Our prior work shows that in utero
arsenic exposure alone is a complete transplacental
carcinogen, producing
hepatocellular carcinoma in adult male offspring but not in females. In a follow-up study to potentially promote
arsenic-initiated
tumors, mice were exposed to
arsenic (85 ppm) from gestation day 8 to 18 and then exposed to 12-O-teradecanoyl phorbol-13-acetate (TPA), a well-known
tumor promoter after weaning. The dermal application of TPA (2 mug/0.1 ml
acetone, twice/week for 21 weeks) after transplacental
arsenic did not further increase
arsenic-induced liver
tumor formation in adult males but significantly increased liver
tumor formation in adult females. Thus, for comparison, liver
tumors and normal liver samples taken from adult male and female mice at necropsy were analyzed for aberrant gene/
protein expression by microarray, real-time RT-PCR and Western blot analysis.

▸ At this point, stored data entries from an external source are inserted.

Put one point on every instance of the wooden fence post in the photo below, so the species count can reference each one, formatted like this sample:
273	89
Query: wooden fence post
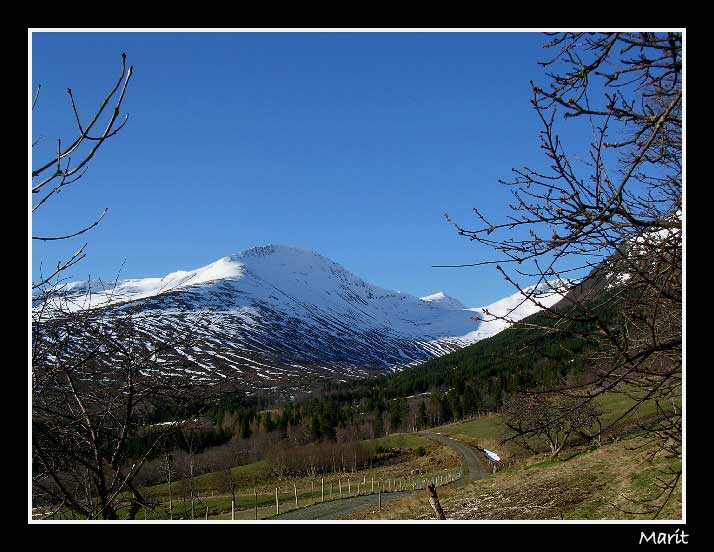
434	501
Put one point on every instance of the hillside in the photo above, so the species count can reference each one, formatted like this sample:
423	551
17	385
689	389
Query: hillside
278	320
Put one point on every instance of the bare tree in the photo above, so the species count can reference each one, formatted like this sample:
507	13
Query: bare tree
554	418
602	220
100	377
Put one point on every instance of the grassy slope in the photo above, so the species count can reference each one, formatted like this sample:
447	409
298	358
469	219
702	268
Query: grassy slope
211	486
584	484
587	484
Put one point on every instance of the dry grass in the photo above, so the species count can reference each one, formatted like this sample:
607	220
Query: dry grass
610	482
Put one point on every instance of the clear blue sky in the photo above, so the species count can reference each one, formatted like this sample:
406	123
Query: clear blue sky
350	144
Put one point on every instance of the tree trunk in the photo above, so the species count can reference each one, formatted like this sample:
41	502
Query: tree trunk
434	501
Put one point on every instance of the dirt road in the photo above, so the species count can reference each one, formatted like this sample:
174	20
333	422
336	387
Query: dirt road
473	468
471	460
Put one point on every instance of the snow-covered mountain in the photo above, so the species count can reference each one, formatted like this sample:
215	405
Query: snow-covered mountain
283	318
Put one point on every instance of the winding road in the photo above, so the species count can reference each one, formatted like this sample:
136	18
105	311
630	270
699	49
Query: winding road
473	468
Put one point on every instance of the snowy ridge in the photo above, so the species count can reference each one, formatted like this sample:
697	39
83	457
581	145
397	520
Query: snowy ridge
284	317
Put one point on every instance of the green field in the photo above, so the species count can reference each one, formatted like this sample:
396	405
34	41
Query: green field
255	484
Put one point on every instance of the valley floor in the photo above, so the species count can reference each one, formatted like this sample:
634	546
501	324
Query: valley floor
614	481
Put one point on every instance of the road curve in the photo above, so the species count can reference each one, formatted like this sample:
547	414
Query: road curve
472	461
473	468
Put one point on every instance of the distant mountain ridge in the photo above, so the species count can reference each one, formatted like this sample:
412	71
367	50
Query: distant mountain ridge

Arsenic/TPA treatment resulted in increased expression of
alpha-fetoprotein, k-ras, c-myc,
estrogen receptor-alpha,
cyclin D1, cdk2na,
plasminogen activator inhibitor-1,
cytokeratin-8,
cytokeratin-18,
glutathione S-
transferases and
insulin-like growth factor binding proteins in liver and liver
tumors from both male and female mice.
Arsenic/TPA also decreased the expression of BRCA1,
betaine-homocysteine methyltransferase, CYP7B1, CYP2F2 and
insulin-like growth factor-1 in normal and cancerous livers. Alterations in these gene products were associated with
arsenic/TPA-induced liver
tumors, regardless of sex. Thus, transplacental
arsenic plus postnatal TPA exposure induced similar aberrant gene expression patterns in male and female mouse liver, which are persistent and potentially important to the mechanism of
arsenic initiation of hepatocarcinogenesis.